Increased patient acuity, decreased intensive care unit (ICU) bed availability, and a shortage of intensivist physicians have led to strained ICU capacity. The resulting increase in emergency department (ED) boarding time for patients requiring ICU-level care has been associated with worse outcomes.

Objective:

To determine the association of a novel ED-based ICU, the Emergency Critical Care Center (EC3), with 30-day mortality and inpatient ICU admission.

Design, Setting, and Participants:

This retrospective cohort study used electronic health records of all ED visits between September 1, 2012, and July 31, 2017, with a documented clinician encounter at a large academic medical center in the United States with approximately 75 000 adult ED visits per year.
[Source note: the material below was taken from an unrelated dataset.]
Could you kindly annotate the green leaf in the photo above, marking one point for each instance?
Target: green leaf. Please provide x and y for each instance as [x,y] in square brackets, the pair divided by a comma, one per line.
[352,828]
The pre-EC3 cohort included ED patients from September 2, 2012, to February 15, 2015, when the EC3 opened, and the post-EC3 cohort included ED patients from February 16, 2015, to July 31, 2017. Data analyses were conducted from March 2, 2018, to May 28, 2019.

Exposures:

Implementation of EC3, an ED-based ICU designed to provide rapid initiation of ICU-level care in the ED setting and seamless transition to inpatient ICUs.

Main Outcomes and Measures:

The main outcomes were 30-day mortality among ED patients and rate of ED to ICU admission.

Results:

A total of 349 310 visits from a consecutive sample of ED patients (mean [SD] age, 48.5 [19.7] years; 189 709 [54.3%] women) were examined; the pre-EC3 cohort included 168 877 visits and the post-EC3 cohort included 180 433 visits. Implementation of EC3 was associated with a statistically significant reduction in risk-adjusted 30-day mortality among all ED patients (pre-EC3, 2.13%; post-EC3, 1.83%; adjusted odds ratio, 0.85; 95% CI, 0.80-0.90; number needed to treat, 333 patient encounters; 95% CI, 256-476). The risk-adjusted rate of ED admission to ICU decreased with implementation of EC3 (pre-EC3, 3.2%; post-EC3, 2.7%; adjusted odds ratio, 0.80; 95% CI, 0.76-0.83; number needed to treat, 179 patient encounters; 95% CI, 149-217).

Conclusions and Relevance:

Implementation of a novel ED-based ICU was associated with improved 30-day survival and reduced inpatient ICU admission. Additional research is warranted to further explore the value of this novel care delivery model in various health care systems.